One of the earliest memories I have of my grandfather is him waiting in a line at 3 AM to buy milk for our family. At age 10, I remember standing in bread lines waiting for my family’s weekly rations. But the longest lines were always for kerosene—my friends and I would wait for hours for the kerosene truck to arrive. My mother needed the kerosene to cook for our family over a small kerosene stove on the balcony of our small apartment in Tirana, Albania. The strong smell of the kerosene was too much to bear in the kitchen.
This was life in the late 1980s in a communist country. And compared to others, our lives were good—my parents were intellectuals and we lived in the heart of the capital city. With the fall of communism in Albania, my parents made the biggest sacrifice of their lives and sent me to study in the United States. This was possible largely due to the grace and sacrifice of my now law and business partner Jim Noble and his wife Pat, American Christian missionaries who hosted me in their home for years while I went to college in the US. By the grace of God, during my junior year of college, I was selected for the diversity visa lottery, also known as the green card lottery. I applied for and was granted permanent residence in the United States in September 2003.
Because of the diversity lottery, I was able to go to law school, meet and marry the love of my life, Krista, and have 4 beautiful children. I went into the field of immigration law to help others achieve the American dream just like I had. This was my way of paying it forward. Along with my law partner, Jim, I was able to take our immigration law firm from a two-man operation to now employing 23 employees in four cities across two states. I have received national awards for my work in immigration law and am also an adjunct professor of law at the University of New Mexico School of Law. None of this would have been possible without the diversity lottery—a program that President Trump announced this week he would work with Congress to end.

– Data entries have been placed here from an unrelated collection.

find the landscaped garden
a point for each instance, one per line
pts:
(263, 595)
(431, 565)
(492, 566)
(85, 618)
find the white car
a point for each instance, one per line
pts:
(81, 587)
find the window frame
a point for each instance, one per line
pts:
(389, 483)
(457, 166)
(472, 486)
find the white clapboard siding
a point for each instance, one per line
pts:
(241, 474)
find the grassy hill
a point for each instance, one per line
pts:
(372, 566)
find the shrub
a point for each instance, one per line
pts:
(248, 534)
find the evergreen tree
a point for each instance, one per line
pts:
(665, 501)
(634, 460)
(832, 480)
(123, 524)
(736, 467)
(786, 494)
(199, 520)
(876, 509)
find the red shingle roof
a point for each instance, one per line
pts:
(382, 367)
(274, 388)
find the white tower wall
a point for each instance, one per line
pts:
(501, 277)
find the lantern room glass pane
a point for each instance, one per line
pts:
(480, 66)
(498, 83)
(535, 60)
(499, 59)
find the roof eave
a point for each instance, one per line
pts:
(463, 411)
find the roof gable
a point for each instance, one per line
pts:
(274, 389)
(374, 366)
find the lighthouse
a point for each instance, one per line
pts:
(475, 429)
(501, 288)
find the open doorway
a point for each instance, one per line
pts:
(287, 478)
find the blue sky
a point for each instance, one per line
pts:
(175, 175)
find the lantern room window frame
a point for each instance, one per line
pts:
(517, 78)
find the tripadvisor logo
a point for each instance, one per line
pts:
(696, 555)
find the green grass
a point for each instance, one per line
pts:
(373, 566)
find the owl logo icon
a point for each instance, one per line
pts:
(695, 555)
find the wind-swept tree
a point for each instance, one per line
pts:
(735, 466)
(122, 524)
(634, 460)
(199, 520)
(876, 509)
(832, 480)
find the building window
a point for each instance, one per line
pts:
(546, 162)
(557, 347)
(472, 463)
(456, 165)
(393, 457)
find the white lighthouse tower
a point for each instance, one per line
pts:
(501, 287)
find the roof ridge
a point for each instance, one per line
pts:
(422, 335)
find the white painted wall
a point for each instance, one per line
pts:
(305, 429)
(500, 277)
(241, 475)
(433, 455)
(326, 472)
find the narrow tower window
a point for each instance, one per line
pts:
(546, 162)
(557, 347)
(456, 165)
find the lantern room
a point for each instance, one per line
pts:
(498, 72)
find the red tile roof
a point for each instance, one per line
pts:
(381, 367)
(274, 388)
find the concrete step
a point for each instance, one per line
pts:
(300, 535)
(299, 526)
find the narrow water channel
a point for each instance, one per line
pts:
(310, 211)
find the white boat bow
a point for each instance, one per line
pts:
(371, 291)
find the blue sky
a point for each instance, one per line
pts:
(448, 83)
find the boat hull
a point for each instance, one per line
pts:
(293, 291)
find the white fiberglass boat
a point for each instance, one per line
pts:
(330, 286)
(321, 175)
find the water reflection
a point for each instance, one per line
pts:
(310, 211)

As a beneficiary of the program, a U.S. citizen, a business owner, and an immigration attorney, I can tell you that ending this program is not in the best interest of our country. I am not the only success story to have come from the diversity lottery. I recently represented a German fighter pilot instructor who, thanks to the green card he received through the diversity lottery, will continue working with our airmen to make them better pilots. And there are many, many more like us. I often joke about having won the lottery with a prize of $0, but in reality my wealth, prosperity, and success largely stem from one crucial fork in the road of my life. The diversity lottery allowed me to build a successful business through hard work, utilizing my ambition and talents. What is more American than that?